What he said: Underlying debt … then peaks at 97.1 per cent in 2023-24 before stabilising.
What he meant: Someone else can fix the roof after the next election.
What he said: The only reason we have been able to respond as boldly as we have to Covid is because 10 years of Conservative governments painstakingly rebuilt our fiscal resilience.
What he meant: Austerity was worth it. But we’re not doing that again, because I want to be prime minister. Look what happened to George Osborne.
What he said: This Budget is not the time to set detailed fiscal rules.
What he meant: Most chancellors set out fiscal rules and then break them. I will skip the first stage.
What he said: Let’s consider the alternatives. The first is to do nothing, to leave our deficit problem untreated, our debt problem for someone else in the future to deal with. That has never been the way of a Conservative government.
What he meant: This is not a Conservative government.
What he said: The other would be to make savings from public spending. But when we said at the last election that we were the party of public services, people believed us.
What he meant: This is basically a Labour government.
What he said: It’s not enough to have some general desire to grow the economy. We need a real commitment to green growth.
What he meant: It is not enough just to say you want good things, you have to make it sound as if you have a plan to obtain them. And it has got to sound like a really convincing plan. Preferably with three parts.
What he said: We need a real commitment to create jobs where people are and change the economic geography of this country.
What he meant: We need to put London on wheels and move it to Glasgow. Judge for yourself how likely that is.
What he said: Becoming a scientific superpower is something we can be; I don’t think that’s hubristic or unrealistic.
What he meant: It is hubristic and unrealistic.
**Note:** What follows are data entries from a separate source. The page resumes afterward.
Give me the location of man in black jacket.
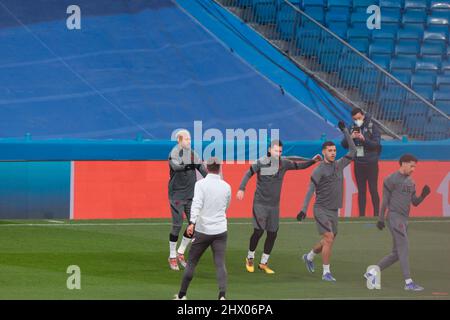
[341,108,381,217]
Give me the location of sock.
[261,253,270,264]
[178,236,191,254]
[169,241,177,258]
[306,250,316,261]
[369,268,377,276]
[323,264,330,274]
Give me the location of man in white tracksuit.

What he said: I have one final announcement that exemplifies the future economy, a policy on a scale we’ve never done before … a policy we can only pursue now we’re outside the European Union …
What he meant: Freeports. Yes, well, sorry about that. The cupboard is bare. The guy who runs the rabbits-from-hats unit in the Treasury said there was nothing left but this dog-eared Adam Smith Institute pamphlet from the 1980s. Desperate times, etc.
What he said: And so. Whilst this last year has been a test unlike any other, that which we are, we are.
What he meant: Insert boilerplate rhetorical uplift here. A bit of archaic syntax lifted from Tennyson. The end of the speech is in sight.
What he said: The fundamentals of our character as a people have not changed. Still determined. Still generous. Still fair.
What he meant: The prime minister has made such a mess of handling coronavirus, but public opinion is determined to give him the benefit of the doubt. Just don’t understand it.
What he said: An important moment is upon us. A moment of challenge and of change. Of difficulties, yes, but of possibilities too.
What he meant: I have to hold a press conference in a bit.